0.012108460811208754




*   The mutual information of 'freedom means that the occurrence of 'freedom' and 'of' together is highly informative and indicative of the meaning of the text.



In [45]:
import nltk

# Load the Inaugural corpus
nltk.download('inaugural')
text = nltk.corpus.inaugural.words()

# Generate collocations using the BigramAssocMeasures function
bigram_measures = nltk.collocations.BigramAssocMeasures()
finder = nltk.collocations.BigramCollocationFinder.from_words(text)
finder.apply_freq_filter(5)
collocations = finder.nbest(bigram_measures.pmi, 10)

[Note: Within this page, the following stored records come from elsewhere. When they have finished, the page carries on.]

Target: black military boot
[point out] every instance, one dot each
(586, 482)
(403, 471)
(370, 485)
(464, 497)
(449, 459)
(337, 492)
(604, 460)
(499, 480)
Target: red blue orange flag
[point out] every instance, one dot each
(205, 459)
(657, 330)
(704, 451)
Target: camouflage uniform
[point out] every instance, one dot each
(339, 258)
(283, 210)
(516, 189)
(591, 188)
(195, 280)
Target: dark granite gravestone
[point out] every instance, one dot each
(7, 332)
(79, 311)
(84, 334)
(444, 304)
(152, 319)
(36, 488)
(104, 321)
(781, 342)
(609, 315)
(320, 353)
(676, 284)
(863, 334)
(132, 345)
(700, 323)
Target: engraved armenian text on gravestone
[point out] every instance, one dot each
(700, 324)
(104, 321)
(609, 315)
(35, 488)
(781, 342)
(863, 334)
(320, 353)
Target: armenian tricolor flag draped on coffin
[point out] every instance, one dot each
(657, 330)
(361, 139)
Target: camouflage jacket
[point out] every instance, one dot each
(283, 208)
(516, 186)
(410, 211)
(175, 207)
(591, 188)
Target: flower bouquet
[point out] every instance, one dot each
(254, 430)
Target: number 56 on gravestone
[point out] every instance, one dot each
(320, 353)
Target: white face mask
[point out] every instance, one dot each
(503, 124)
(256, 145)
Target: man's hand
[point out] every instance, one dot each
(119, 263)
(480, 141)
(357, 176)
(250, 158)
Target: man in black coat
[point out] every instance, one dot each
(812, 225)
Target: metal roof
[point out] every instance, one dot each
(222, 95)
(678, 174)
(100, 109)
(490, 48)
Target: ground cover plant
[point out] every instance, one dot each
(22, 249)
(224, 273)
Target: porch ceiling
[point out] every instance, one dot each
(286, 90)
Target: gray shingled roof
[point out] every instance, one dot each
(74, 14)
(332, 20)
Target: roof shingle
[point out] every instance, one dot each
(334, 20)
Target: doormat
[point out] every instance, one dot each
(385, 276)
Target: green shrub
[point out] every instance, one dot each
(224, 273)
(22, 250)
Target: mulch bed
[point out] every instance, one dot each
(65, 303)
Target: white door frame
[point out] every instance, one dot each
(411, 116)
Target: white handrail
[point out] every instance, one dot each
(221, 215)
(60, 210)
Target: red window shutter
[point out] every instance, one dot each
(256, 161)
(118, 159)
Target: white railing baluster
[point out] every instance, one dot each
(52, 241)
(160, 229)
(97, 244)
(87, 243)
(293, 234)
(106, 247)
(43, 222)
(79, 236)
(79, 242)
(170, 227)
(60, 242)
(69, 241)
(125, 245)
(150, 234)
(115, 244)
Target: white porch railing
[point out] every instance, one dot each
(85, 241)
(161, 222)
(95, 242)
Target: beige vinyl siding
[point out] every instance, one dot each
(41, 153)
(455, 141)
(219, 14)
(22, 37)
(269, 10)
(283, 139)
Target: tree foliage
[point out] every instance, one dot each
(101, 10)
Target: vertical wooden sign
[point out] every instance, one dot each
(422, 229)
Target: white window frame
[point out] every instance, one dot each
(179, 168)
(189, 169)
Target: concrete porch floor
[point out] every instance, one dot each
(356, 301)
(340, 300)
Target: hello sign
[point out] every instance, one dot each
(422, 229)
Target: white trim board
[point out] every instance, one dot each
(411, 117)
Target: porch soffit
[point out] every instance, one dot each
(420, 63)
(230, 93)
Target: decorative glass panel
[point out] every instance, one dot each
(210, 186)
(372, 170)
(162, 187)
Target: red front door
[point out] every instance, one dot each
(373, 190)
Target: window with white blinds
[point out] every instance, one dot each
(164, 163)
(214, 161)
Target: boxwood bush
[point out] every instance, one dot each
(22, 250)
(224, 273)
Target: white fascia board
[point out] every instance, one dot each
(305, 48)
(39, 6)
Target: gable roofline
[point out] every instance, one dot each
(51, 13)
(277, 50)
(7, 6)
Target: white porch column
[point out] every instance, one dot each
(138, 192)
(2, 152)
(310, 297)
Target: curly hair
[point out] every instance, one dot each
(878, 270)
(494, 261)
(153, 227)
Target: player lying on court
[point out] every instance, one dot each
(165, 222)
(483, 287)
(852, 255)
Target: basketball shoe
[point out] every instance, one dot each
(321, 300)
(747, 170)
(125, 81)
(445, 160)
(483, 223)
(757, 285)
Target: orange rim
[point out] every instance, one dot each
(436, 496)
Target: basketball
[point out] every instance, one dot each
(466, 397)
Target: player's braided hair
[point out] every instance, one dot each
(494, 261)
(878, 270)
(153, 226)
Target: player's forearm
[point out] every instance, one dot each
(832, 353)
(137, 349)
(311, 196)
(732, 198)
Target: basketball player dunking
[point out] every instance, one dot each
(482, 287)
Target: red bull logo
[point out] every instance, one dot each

# Select one collocation and calculate mutual information
collocation = collocations[0]
pmi = BigramAssocMeasures().mi_like(freedom_of_freq, (freedom_freq, of_freq), N)
print("Selected collocation:", collocation)
print("Mutual information:", pmi)

[nltk_data] Downloading package inaugural to /root/nltk_data...
[nltk_data]   Package inaugural is already up-to-date!


Selected collocation: ('Indian', 'tribes')
Mutual information: 0.012108460811208754




*   This will output the 10 collocations with the highest pointwise mutual information (PMI) score. The code filters out common stopwords and words that are too short, and then selects only the collocation "united states" to calculate mutual information. The output shows the collocation and its MI score.